Le traitement des pignons et des barres permet à chaque entrée d’îlot, seule interruption dans le linéaire de façade, de s’affirmer comme un évènement au sein de la rue.
Le soubassement, fil d’Ariane de l’îlot, se caractérise par de la céramique émaillée. Celle-ci permet d’adoucir ces longs pans de façade, symptomatiques de la typologie de la barre, rue Claude Decaen et rue Brèche aux Loups. Ce grand ruban de céramique étincelante figure la première connexion entre l’espace public de la rue et l’îlot. Il permet la cohabitation harmonieuse des différents usages que propose le rez-de-chaussée de la barre.
L’angle biaisé de la barre rue Decaen et rue Brèche aux loups permet une appropriation du coin de la rue et lui confère un statut de signal que nous intensifions. Aujourd’hui marqué par un brutal décrochement de façade, celui-ci est requalifié afin d’adoucir la cassure entre le rez-de-chaussée public et les étages privés.
Les embrasures des ouvertures sont travaillées afin d’enrichir le dialogue avec le quartier.

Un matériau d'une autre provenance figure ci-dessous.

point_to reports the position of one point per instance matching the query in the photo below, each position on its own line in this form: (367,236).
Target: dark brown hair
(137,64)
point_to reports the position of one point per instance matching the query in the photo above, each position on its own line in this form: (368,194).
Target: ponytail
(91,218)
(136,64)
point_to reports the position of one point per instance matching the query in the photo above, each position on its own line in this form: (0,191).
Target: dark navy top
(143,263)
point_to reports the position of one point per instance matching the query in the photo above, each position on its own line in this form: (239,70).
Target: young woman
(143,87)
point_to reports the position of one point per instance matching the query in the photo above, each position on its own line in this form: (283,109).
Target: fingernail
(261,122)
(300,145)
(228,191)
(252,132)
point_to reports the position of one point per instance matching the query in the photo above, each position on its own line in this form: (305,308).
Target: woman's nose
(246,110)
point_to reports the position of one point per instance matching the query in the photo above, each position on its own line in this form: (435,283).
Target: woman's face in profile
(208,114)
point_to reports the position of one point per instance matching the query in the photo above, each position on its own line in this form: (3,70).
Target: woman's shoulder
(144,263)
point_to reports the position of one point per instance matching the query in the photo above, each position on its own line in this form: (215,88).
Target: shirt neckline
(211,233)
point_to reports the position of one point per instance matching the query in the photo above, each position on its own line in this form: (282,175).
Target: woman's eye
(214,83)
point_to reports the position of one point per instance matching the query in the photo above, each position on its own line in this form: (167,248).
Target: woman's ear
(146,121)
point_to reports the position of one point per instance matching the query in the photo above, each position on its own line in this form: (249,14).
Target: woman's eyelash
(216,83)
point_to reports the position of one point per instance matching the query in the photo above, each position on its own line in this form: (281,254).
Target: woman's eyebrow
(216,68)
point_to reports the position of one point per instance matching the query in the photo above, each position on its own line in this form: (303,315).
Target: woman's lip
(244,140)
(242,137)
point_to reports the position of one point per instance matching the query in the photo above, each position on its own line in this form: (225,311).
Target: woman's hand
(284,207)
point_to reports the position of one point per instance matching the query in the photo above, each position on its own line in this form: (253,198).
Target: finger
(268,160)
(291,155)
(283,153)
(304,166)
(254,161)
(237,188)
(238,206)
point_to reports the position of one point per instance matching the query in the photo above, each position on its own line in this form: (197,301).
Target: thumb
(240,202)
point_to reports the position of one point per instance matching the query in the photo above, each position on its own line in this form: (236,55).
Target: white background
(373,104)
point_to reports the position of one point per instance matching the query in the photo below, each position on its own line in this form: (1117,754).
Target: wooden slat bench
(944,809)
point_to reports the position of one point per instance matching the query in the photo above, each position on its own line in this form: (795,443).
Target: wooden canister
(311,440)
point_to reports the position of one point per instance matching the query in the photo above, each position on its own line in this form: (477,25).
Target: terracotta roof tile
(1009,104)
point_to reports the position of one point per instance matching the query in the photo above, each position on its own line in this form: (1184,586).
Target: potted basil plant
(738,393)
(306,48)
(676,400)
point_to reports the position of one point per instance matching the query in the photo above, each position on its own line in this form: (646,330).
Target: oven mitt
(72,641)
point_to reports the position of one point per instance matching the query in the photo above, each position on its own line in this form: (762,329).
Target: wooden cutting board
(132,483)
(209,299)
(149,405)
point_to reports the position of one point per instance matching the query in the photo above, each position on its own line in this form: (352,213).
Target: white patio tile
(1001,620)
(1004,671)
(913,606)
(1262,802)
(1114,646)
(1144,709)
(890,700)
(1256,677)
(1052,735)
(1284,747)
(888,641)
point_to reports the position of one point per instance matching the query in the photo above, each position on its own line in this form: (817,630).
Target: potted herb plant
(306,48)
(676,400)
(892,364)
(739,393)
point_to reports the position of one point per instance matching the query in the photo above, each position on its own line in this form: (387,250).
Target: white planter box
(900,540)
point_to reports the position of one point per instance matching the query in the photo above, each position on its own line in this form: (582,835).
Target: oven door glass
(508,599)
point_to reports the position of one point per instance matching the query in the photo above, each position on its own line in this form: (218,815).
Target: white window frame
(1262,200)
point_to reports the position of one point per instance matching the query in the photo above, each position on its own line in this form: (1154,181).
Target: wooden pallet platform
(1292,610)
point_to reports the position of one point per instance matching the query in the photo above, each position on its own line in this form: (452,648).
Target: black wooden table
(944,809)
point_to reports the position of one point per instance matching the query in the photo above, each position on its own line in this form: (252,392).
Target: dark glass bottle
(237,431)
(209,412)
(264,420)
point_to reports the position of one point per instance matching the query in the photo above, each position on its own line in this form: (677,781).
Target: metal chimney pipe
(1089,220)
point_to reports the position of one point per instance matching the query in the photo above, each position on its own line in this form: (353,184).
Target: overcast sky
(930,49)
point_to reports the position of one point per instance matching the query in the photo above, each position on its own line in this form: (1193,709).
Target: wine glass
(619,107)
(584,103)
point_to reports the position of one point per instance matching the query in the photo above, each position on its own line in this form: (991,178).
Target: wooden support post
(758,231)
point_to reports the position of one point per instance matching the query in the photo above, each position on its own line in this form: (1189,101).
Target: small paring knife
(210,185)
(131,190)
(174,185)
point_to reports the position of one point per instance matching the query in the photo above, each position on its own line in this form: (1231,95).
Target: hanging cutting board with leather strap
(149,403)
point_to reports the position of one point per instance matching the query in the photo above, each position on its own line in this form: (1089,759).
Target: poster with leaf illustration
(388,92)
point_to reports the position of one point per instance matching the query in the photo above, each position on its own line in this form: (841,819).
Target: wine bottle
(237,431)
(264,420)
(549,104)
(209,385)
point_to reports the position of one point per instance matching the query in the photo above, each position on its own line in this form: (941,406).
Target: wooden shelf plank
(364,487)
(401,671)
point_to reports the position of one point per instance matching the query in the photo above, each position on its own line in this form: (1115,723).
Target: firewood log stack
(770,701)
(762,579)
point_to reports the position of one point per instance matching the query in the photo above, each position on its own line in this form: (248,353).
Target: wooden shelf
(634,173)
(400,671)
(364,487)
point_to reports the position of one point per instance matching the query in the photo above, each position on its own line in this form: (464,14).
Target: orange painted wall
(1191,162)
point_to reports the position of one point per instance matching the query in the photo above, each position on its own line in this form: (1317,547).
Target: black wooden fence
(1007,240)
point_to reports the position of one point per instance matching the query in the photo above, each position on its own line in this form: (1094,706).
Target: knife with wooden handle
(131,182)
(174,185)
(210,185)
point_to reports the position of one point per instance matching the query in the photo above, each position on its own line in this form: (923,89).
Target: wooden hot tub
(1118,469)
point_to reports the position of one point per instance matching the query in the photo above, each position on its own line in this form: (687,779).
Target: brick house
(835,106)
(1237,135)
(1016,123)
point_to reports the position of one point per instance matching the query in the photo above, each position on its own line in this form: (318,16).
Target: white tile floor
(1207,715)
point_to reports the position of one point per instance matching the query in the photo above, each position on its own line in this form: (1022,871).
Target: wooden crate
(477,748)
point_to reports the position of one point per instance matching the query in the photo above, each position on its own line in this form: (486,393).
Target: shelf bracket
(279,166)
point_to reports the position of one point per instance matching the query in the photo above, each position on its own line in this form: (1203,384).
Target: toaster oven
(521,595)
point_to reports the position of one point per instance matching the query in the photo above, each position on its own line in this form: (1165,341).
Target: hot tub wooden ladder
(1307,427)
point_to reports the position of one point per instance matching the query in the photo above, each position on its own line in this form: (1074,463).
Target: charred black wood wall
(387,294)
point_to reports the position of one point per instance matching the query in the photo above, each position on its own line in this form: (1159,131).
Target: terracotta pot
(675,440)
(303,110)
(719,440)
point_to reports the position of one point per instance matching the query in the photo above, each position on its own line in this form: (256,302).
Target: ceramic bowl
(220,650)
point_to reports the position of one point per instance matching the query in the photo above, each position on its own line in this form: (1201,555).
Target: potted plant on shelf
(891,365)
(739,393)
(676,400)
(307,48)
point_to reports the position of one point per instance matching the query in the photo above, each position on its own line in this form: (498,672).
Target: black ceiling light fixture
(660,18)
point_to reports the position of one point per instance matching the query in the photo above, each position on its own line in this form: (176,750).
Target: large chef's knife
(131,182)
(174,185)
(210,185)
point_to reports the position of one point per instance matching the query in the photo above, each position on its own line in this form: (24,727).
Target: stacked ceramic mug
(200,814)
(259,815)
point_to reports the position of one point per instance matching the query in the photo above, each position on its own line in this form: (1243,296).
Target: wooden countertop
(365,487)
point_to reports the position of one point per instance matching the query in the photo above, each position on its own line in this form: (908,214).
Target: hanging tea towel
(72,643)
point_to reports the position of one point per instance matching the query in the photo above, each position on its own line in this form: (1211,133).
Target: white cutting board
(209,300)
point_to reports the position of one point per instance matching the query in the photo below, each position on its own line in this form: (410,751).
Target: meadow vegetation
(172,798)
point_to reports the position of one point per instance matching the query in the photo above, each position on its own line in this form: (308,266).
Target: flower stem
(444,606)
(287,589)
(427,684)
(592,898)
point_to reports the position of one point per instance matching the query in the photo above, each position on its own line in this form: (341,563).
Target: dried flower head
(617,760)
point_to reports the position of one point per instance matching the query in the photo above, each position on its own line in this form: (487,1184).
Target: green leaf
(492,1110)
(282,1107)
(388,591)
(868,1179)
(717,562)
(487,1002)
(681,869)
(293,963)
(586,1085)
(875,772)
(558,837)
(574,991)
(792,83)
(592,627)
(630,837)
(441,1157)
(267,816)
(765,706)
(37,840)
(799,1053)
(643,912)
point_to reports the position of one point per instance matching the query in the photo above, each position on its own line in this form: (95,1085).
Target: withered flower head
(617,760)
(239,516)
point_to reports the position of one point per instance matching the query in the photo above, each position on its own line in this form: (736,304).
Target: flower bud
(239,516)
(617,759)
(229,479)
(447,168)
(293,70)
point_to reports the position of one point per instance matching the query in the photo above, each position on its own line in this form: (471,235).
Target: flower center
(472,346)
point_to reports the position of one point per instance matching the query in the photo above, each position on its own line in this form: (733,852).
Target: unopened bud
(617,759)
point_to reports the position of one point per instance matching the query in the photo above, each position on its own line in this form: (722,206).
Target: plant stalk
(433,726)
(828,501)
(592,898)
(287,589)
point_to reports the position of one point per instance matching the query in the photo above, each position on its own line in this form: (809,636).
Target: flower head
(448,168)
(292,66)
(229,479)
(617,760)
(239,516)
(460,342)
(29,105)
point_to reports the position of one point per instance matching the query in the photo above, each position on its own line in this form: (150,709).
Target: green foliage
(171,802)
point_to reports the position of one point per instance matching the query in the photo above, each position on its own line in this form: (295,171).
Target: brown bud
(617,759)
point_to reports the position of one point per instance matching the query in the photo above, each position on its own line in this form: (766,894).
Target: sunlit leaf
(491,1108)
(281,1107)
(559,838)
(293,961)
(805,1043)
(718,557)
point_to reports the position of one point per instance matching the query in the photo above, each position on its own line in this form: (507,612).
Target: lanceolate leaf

Il s’agit pour nous de casser la répétition de la fenêtre tout en respectant la qualité de l’architecture existante. Les appuis de fenêtres existants, rythmant la façade de manière soutenue, disparaissent dans l’épaisseur de l’isolation. L’utilisation de l’aluminium et de ses capacités réfléchissantes rendra la façade poreuse au monde extérieur en concentrant sur un même plan vertical rue, bâti, passants, ciel, nuages, végétation. Ce dispositif permettra d’instaurer une nouvelle situation urbaine.